Still, one might think it was some kind of mass picnic, until you spot the riot police standing stiff, waiting for a crackdown order. Some people are holding impromptu concerts complete with guitars and violins, singing and dancing. In some cases, entire families have arrived to literally “camp out” in the middle of traffic. Of course they brought tents with them.

Other “protesters” have brought hot coffee to serve anyone who needs it. And high school students have given out roses to riot police, a move that definitely brings down the tension level. Some are distributing water bottles to the aggressive “frontliners” who usually shout more and work up a justified thirst. There are even volunteer medics walking around, shouting “Does anybody need help?”

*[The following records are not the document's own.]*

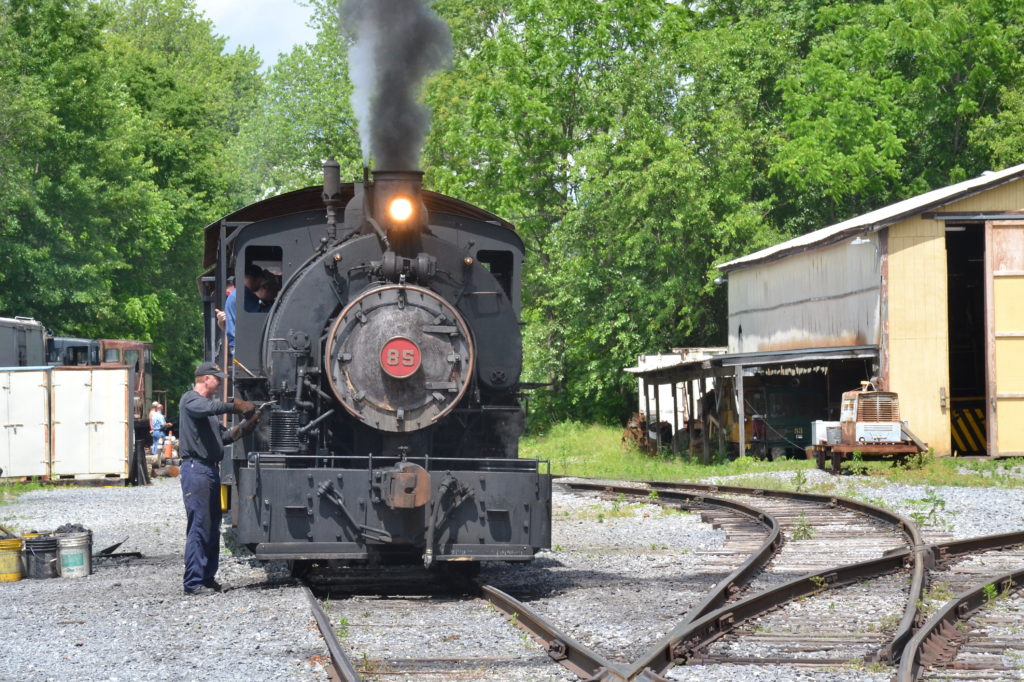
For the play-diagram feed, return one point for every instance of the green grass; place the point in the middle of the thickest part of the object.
(597, 452)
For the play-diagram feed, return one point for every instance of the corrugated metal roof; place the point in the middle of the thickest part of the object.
(881, 217)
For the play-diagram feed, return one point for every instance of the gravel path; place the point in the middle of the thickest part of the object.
(129, 620)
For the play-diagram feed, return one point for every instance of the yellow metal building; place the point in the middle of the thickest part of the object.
(928, 292)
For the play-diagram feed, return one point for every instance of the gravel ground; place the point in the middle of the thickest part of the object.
(948, 512)
(129, 620)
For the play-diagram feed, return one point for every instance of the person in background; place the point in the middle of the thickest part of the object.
(158, 427)
(201, 446)
(266, 292)
(226, 317)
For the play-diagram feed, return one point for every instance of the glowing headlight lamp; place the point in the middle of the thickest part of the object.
(400, 209)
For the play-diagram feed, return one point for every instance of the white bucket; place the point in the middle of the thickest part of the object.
(75, 551)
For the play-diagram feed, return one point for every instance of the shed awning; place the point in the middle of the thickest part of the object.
(799, 355)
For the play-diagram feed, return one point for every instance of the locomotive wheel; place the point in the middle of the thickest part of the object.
(399, 357)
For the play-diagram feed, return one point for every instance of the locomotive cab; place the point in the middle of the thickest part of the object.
(390, 363)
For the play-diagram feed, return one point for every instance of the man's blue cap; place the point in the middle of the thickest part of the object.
(209, 370)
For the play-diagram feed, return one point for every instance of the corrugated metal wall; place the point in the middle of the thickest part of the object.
(919, 328)
(827, 297)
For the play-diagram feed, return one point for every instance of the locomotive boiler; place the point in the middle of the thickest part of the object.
(389, 364)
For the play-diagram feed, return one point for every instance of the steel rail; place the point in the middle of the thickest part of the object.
(681, 644)
(935, 637)
(731, 584)
(953, 548)
(922, 557)
(560, 647)
(341, 667)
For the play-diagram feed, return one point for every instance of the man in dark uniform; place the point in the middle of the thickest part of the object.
(201, 443)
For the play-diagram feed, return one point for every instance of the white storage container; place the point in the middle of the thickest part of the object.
(25, 433)
(91, 422)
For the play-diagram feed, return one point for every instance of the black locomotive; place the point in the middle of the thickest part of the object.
(390, 360)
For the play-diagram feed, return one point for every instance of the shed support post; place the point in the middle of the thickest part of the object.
(657, 418)
(719, 386)
(705, 445)
(690, 429)
(675, 417)
(646, 401)
(740, 410)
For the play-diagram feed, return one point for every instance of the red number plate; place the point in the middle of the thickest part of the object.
(400, 357)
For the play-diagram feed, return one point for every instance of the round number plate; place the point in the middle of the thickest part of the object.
(400, 357)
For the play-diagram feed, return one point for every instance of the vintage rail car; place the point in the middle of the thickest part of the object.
(26, 342)
(392, 356)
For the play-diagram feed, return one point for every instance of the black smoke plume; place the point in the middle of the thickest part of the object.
(395, 45)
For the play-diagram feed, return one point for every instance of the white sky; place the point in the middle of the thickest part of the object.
(271, 26)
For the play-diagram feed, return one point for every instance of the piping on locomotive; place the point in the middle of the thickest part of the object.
(392, 355)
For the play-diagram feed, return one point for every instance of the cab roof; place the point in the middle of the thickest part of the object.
(310, 199)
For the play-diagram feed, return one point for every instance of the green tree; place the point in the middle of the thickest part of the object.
(303, 115)
(192, 98)
(885, 102)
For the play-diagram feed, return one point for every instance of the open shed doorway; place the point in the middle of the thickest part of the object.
(966, 276)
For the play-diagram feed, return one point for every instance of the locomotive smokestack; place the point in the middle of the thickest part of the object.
(332, 194)
(395, 45)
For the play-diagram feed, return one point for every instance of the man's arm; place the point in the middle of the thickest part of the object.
(197, 407)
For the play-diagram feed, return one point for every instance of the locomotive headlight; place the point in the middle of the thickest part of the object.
(400, 209)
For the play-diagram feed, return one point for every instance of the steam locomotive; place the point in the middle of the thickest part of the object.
(389, 367)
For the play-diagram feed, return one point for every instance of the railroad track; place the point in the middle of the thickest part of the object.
(802, 580)
(975, 613)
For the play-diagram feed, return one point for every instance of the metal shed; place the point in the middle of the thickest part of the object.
(928, 291)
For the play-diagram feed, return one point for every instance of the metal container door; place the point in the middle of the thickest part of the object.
(109, 422)
(70, 395)
(26, 423)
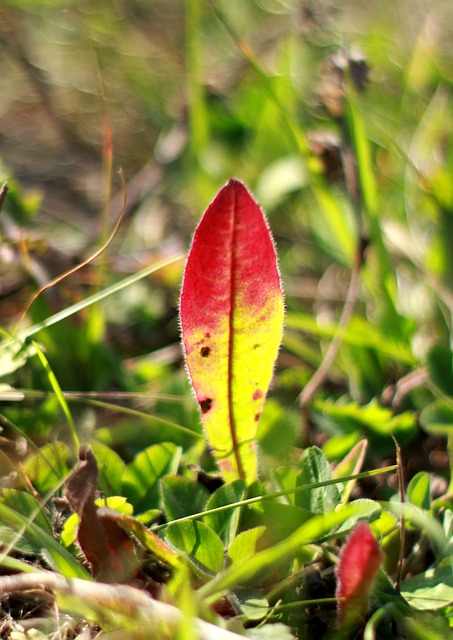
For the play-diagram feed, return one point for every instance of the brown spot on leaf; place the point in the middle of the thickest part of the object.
(107, 547)
(205, 405)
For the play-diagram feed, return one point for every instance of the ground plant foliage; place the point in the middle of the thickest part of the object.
(226, 293)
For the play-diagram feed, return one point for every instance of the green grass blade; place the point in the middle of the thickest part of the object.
(264, 561)
(59, 395)
(54, 553)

Young couples use the protest for a romantic outing. They march with hands held tight, and the other hand holding a candle. Local TV footage has shown a man celebrating his girlfriend’s birthday with a protest-candle cake. Other “demonstrators” have brought an outdoor movie projector and are showing the US documentary Sicko.

With the party atmosphere in full swing, the street vendors are enjoying a heyday of extra money and unusual business hours. It’s 2am, and here they are selling kimbob (Korean sushi) or bundaegi (roasted silkworm larvae) right in the middle of roads that have been declared “no-traffic zones” by protesters who’re occupying them.

This is South Korea’s street protests 2.0. Or, perhaps, South Korea’s “postmodern” demonstrations. With some Koreans mistrustful of mainstream media reports on the demonstration, they’ve taken matters into their own hands by broadcasting and reporting themselves. Using high-speed wireless Internet, some “embedded” citizens are using their own laptops and camcorders to broadcast real-time events. There are “citizen reporters” conducting interviews and taking pictures and posting them on their personal blogs and Internet forums. In fact, these news hounds have been so effective that some established newspapers have begun quoting them.